- Date: 3 – 9 March
- Edition: 1st
- Surface: Clay
- Location: Córdoba, Argentina

Champions

Singles
- Thiago Agustín Tirante

Doubles
- Karol Drzewiecki / Piotr Matuszewski
- Challenger Córdoba · 2026 →

= 2025 Challenger Córdoba =

The 2025 Challenger Córdoba, known as AAT Challenger Santander edición Córdoba, was a professional tennis tournament played on clay courts. It was the first edition of the tournament which was part of the 2025 ATP Challenger Tour.
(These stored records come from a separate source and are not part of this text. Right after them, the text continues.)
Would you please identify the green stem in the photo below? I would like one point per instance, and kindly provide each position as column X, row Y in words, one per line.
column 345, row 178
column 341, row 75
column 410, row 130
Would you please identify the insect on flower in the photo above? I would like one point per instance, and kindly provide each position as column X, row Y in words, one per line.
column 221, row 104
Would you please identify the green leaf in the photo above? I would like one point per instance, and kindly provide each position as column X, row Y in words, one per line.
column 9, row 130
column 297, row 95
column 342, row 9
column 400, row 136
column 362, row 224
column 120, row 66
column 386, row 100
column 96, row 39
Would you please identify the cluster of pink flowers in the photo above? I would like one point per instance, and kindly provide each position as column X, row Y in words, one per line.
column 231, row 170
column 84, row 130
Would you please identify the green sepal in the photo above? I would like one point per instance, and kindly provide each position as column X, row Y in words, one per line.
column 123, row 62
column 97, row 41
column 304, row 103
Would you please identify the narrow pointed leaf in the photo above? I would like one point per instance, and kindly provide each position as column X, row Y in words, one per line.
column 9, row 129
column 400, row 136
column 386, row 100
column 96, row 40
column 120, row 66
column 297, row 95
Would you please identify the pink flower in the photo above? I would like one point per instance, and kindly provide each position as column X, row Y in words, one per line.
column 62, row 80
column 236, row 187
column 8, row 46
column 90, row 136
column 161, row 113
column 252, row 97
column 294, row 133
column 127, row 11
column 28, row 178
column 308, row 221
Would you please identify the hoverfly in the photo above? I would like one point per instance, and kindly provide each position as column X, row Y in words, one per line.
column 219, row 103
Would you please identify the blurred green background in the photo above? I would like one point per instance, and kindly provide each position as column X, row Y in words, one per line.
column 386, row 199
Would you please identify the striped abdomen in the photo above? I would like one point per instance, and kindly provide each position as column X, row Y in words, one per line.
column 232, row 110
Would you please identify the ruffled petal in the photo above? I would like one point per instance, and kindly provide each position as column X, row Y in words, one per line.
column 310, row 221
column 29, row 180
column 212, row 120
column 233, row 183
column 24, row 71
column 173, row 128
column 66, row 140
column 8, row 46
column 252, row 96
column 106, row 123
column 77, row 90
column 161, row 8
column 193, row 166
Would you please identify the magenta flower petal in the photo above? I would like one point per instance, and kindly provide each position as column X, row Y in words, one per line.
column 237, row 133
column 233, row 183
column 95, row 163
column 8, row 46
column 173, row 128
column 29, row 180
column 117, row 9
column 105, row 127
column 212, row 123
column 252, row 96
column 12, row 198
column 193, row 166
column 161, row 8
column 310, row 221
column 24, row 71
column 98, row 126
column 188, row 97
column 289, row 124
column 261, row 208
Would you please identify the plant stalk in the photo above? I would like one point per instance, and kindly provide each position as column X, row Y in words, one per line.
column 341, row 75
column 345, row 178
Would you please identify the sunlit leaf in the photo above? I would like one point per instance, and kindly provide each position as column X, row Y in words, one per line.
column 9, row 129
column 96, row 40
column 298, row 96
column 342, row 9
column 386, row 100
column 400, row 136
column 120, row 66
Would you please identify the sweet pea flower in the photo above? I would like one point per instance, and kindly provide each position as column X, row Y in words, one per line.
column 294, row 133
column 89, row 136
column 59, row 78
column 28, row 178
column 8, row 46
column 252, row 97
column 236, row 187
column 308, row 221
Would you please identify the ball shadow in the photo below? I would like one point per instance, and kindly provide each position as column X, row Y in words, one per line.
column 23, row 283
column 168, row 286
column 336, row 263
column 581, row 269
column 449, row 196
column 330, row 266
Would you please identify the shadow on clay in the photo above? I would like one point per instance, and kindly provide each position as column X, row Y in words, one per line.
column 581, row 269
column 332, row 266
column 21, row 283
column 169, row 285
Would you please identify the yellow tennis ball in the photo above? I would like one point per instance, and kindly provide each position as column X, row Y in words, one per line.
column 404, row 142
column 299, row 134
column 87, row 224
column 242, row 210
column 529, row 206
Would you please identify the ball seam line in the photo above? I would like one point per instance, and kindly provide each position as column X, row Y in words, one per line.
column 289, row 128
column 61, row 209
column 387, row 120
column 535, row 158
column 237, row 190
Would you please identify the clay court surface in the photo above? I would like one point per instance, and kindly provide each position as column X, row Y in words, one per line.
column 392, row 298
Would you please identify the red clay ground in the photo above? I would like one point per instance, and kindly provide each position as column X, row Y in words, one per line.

It took place in Córdoba, Argentina between 3 and 9 March 2025.

==Singles main-draw entrants==
===Seeds===

| Country | Player | Rank^{1} | Seed |
|---|---|---|---|
| BRA | Thiago Monteiro | 108 | 1 |
| ARG | Juan Manuel Cerúndolo | 123 | 2 |
| COL | Daniel Elahi Galán | 125 | 3 |
| ARG | Thiago Agustín Tirante | 128 | 4 |
| ARG | Román Andrés Burruchaga | 134 | 5 |
| ARG | Federico Coria | 136 | 6 |
| ARG | Juan Pablo Ficovich | 175 | 7 |
| PER | Juan Pablo Varillas | 187 | 8 |

- ^{1} Rankings are as of 24 February 2025.

===Other entrants===
The following players received wildcards into the singles main draw:
- ARG Juan Estévez
- ARG Mariano Kestelboim
- ARG Thiago Agustín Tirante

The following players received entry into the singles main draw as alternates:
- ARG Alejo Lorenzo Lingua Lavallén
- ARG Lautaro Midón
- ARG Renzo Olivo

The following players received entry from the qualifying draw:
- BRA Pedro Boscardin Dias
- ARG Santiago de la Fuente
- ARG Guido Iván Justo
- BRA Wilson Leite
- BRA João Lucas Reis da Silva
- ARG Gonzalo Villanueva

==Champions==
===Singles===

- ARG Thiago Agustín Tirante def. ARG Juan Pablo Ficovich 6–4, 6–0.

===Doubles===

- POL Karol Drzewiecki / POL Piotr Matuszewski def. BRA Fernando Romboli / CHI Matías Soto 6–4, 6–4.